As mensagens apreendidas na Spoofing abalaram os processos decorrentes do trabalho da força-tarefa e colocaram em xeque a atuação de Moro e de procuradores de Curitiba. O conteúdo – de origem criminosa, e, portanto, ilícita – tem sido usado pela defesa do ex-presidente Luiz Inácio Lula da Silva para reforçar a narrativa de que o ex-juiz da 13.ª Vara Federal de Curitiba agiu em conluio com procuradores e foi parcial nas investigações. Outros réus da Lava Jato também buscam se beneficiar, na esteira do petista, como o senador Renan Calheiros (MDB-AL) e o ex-governador do Rio Sérgio Cabral.
O assunto voltou à tona, em 22 de abril, no julgamento do STF em que a maioria dos ministros confirmou a decisão da Segunda Turma que havia declarado a suspeição de Moro no processo do triplex do Guarujá – Lula foi condenado nesta ação. O resultado marcou uma das maiores derrotas da Lava Jato no STF. Na sessão, o ministro Luís Roberto Barroso defendeu a operação. “Prova ilícita, produto de crime, é prova ilícita e sua utilização, sobretudo para sanção de quem quer seja, é expressamente vedada pela Constituição. Trata-se de material sem autenticidade comprovada. A partir da invasão criminosa de privacidade passou-se a vazar a conta-gotas cada fragmento do produto do crime do hackeamento, para que os corruptos se apresentassem como vítimas”, disse Barroso. A Constituição prevê que “são inadmissíveis, no processo, provas obtidas por meios ilícitos”.

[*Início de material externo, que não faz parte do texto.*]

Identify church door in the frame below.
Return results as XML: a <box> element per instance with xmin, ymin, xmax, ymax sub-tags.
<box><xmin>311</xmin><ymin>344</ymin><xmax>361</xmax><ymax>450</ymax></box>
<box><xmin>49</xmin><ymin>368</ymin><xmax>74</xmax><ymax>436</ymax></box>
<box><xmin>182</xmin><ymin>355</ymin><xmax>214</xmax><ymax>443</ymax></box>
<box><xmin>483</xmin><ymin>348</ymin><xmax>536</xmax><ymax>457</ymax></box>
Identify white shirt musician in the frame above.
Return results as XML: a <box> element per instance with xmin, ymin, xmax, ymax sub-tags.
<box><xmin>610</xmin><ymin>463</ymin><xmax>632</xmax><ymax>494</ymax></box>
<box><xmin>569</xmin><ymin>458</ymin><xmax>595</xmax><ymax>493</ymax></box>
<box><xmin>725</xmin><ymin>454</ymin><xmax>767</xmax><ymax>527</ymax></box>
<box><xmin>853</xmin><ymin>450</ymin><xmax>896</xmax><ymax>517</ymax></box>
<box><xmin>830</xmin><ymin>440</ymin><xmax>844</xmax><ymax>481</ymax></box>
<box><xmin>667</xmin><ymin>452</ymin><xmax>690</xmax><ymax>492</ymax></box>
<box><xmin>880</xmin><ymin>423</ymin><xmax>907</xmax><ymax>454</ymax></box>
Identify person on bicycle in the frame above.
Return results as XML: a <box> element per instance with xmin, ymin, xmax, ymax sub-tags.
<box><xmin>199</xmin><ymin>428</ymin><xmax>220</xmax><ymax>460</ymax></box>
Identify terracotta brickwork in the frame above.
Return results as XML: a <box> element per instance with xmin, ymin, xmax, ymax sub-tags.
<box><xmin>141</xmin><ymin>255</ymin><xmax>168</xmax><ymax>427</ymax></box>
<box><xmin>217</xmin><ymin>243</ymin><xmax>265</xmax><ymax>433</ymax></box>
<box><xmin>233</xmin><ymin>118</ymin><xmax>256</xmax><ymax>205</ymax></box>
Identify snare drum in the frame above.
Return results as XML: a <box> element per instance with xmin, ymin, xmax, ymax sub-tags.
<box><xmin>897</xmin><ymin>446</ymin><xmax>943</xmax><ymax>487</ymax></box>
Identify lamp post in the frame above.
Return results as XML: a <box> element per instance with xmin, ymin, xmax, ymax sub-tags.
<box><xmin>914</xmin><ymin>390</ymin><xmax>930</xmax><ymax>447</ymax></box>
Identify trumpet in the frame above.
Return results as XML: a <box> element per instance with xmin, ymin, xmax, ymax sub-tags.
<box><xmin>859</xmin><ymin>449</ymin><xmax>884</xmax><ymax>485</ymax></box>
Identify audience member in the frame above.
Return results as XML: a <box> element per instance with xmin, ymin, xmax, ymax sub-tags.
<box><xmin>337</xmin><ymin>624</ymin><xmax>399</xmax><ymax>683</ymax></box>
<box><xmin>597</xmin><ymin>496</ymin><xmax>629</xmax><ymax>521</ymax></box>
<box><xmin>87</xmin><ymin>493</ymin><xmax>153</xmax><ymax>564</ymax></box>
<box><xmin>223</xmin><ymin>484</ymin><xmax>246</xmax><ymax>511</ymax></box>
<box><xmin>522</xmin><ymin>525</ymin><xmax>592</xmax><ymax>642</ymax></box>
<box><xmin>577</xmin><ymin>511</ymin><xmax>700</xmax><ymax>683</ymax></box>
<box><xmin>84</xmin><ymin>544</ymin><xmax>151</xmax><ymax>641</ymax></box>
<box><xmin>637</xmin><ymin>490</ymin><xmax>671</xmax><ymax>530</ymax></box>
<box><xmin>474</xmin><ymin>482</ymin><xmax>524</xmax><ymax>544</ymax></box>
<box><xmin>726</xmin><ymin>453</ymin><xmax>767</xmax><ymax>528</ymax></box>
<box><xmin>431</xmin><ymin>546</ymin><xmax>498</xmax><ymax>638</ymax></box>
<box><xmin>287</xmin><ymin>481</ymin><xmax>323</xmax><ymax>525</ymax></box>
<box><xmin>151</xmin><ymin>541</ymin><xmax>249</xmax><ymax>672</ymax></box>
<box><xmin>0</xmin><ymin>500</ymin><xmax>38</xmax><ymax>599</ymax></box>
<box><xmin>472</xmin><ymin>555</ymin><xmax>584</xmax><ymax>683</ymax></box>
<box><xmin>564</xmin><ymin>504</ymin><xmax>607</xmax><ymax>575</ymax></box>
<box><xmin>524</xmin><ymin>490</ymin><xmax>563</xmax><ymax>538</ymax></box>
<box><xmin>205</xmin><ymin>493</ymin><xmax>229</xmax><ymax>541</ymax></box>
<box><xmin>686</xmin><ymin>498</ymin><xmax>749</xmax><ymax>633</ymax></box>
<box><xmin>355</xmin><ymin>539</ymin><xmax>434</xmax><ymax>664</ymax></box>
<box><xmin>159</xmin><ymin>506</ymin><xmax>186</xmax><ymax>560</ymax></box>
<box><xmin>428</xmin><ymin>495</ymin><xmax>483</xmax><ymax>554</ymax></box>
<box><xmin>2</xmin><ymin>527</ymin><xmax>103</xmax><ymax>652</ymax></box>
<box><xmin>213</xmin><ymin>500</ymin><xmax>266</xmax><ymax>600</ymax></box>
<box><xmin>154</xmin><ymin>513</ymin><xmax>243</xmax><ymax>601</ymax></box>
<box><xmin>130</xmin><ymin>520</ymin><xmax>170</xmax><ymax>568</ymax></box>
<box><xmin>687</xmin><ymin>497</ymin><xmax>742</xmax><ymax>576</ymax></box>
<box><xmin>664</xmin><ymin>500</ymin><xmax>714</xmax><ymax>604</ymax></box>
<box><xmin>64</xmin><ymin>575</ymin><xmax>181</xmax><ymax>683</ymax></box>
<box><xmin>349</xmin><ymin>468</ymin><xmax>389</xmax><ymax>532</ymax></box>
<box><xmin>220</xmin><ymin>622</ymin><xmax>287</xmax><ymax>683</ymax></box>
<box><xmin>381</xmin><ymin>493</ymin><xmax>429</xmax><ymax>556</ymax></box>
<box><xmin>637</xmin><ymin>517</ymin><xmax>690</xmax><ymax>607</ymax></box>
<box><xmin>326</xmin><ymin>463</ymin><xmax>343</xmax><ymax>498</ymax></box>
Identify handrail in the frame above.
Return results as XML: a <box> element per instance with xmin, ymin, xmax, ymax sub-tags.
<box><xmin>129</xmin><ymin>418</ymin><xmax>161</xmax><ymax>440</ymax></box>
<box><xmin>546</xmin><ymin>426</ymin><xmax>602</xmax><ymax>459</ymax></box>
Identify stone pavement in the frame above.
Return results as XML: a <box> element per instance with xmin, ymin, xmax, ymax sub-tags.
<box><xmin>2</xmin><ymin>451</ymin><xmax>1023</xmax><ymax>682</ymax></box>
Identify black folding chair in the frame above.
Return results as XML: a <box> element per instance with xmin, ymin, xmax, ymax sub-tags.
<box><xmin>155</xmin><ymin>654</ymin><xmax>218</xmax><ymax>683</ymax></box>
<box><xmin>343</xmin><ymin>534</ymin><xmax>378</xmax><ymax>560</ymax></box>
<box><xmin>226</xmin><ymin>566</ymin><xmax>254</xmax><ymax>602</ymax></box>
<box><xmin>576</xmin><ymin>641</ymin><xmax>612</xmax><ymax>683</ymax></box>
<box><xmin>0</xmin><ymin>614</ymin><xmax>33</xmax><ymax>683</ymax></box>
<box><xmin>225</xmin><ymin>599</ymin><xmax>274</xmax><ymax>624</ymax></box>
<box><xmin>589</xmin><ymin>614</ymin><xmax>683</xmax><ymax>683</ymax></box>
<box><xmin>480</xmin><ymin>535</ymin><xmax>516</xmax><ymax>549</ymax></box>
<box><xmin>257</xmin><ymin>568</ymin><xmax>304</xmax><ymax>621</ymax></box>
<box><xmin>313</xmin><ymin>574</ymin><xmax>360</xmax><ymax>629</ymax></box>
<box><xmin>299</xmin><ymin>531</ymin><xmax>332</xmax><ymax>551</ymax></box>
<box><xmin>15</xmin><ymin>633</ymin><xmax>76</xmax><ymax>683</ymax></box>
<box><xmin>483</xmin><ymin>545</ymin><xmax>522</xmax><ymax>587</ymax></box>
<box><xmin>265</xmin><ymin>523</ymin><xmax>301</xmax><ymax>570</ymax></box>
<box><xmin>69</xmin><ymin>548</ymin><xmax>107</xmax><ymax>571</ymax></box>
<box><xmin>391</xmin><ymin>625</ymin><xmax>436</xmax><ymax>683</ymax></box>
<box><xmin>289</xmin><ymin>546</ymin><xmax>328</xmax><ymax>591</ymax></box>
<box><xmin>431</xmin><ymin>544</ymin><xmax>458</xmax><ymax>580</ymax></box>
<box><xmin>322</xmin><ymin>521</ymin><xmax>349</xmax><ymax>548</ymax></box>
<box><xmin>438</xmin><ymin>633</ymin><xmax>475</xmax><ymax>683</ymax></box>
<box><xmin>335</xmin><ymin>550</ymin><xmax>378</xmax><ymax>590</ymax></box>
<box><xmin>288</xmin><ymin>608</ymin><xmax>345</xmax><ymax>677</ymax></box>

“Nas conversas privadas, ilicitamente divulgadas, encontraram pecadilhos, fragilidades humanas e, num show de hipocrisia, muitos se mostraram horrorizados, gente cuja reputação não resistiria a meia hora de vazamento de suas conversas privada”, afirmou Barroso.
O tom incisivo do ministro irritou Ricardo Lewandowski e Gilmar Mendes – expoentes da ala crítica aos métodos da Lava Jato –, que bateram boca com o colega na sessão. Em março, com os votos de Lewandowski e Gilmar, a Segunda Turma do STF declarou Moro parcial.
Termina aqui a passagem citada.